Böse

Böse ist das Gegenteil des Guten (s. d.), der Gegensatz dazu, sofern er als solcher bewußt wird; jede Handlung, die dem sittlichen Willen zuwider ist; alles zwecklos und willentlich Zerstörerische, Negative, brutal Gewalttätige, unser Fühlen absichtlich Verletzende; alles, was der Lust am Schlechten, Verwerflichen, Grausamen entspringt.

Das Böse wird zuweilen als ein dämonisches Princip dem göttlichen, guten Geiste entgegengesetzt, so im Typhon der Ägypter, im Ahrimân des Parsismus, im Satan des späteren Judentums und noch mehr des Christentums. Als selbständiges Princip wird das Böse auch von den Manichäern (s. d.) aufgefaßt.

Nach ANTISTHENES ist das Böse ein dem menschlichen Wesen Fremdes (xenikon, allotrion, Diog. L. VI, 12, Plat., Conviv. 205 C). PLATO leitet das Böse aus der Natur des Körperlichen, aus der Unbestimmtheit, Unordnung des Materiellen, noch nicht Geformten, ab (Tim. 68 E), auch aus der »bösen Weltseele« (Leg. 896 E). Das Böse ist ungöttlich, widerstrebt dem Ordnungsprinzip (Theaet. 776 A; Polit. 269 D; Tim. 47 E); die gute Gottheit kann des Bösen Urheber nicht sein (Rep. II, 379 C). Die Stoiker setzen das Böse nur in die Teile des Alls, nicht in den Kosmos selbst (teleon men ho kosmos sôma estin, ou telea de ta tou kosmou merê, Plut. de Stoic. rep. 44, 6). Durch das Böse kommt erst das Gute zur Geltung (l.c. 36, 1). Jenes ist nur ein Mittel zur Beförderung des Guten (KLEANTHES, Hymn. v. 18 f.).

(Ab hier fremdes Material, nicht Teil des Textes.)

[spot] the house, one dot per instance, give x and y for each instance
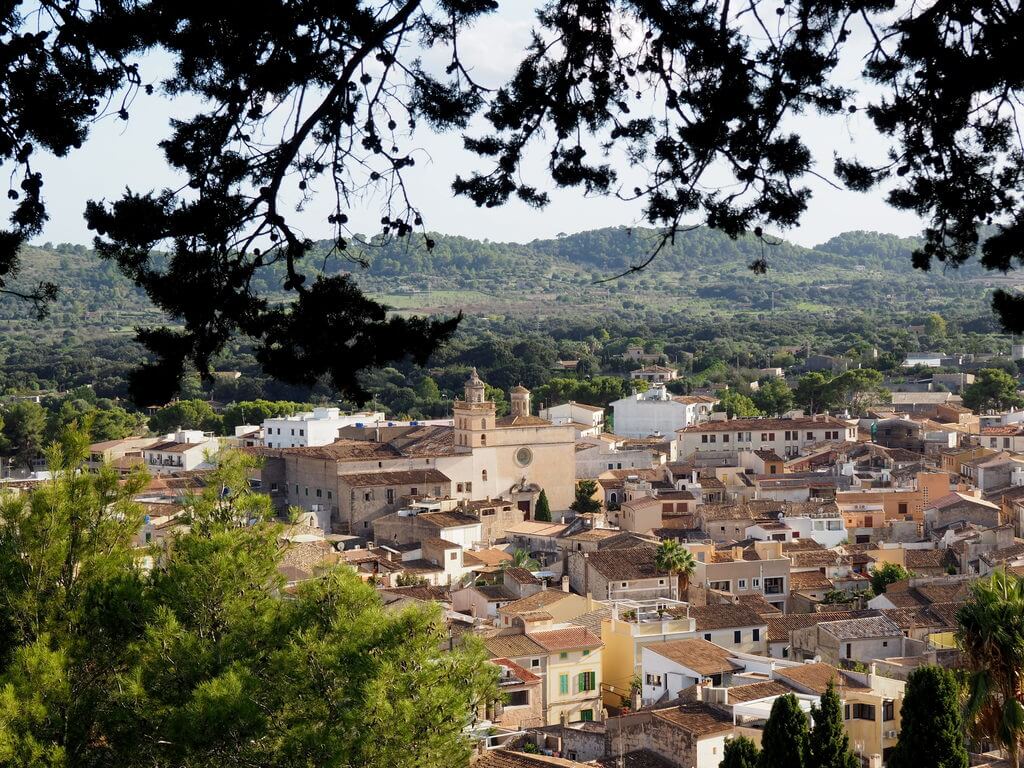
(183, 451)
(522, 697)
(760, 568)
(657, 412)
(576, 413)
(849, 639)
(673, 666)
(733, 626)
(629, 573)
(957, 506)
(479, 455)
(316, 427)
(785, 437)
(572, 673)
(654, 374)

Nach PHILO geht das Böse aus der Verbindung der Seele mit der unreinen Materie (s. d.) hervor, die nach PLOTIN selbst schon etwas Böses (kakon) ist. Das Böse ist nicht im Seienden, es stammt aus der »alten Natur«, der Materie (Enn. I, 8, 3, I, 7). Der Anfang des Bösen der Seele ist das Vergessen der göttlichen Herkunft, das Verlangen, sich selbst anzugehören (Enn. V, 1, ähnlich schon ANAXIMANDER; s. Apeiron). PLUTARCH betrachtet das Böse als eine dem Guten entgegenwirkende Kraft (De Isid. 46 squ.), die aus der »bösen Weltseele« (s. d.) stammt (De an. procr. 3). Die Gnostiker verlegen das Böse wiederum in die Materie (vgl. HARNACK, Dogm. I3, 246).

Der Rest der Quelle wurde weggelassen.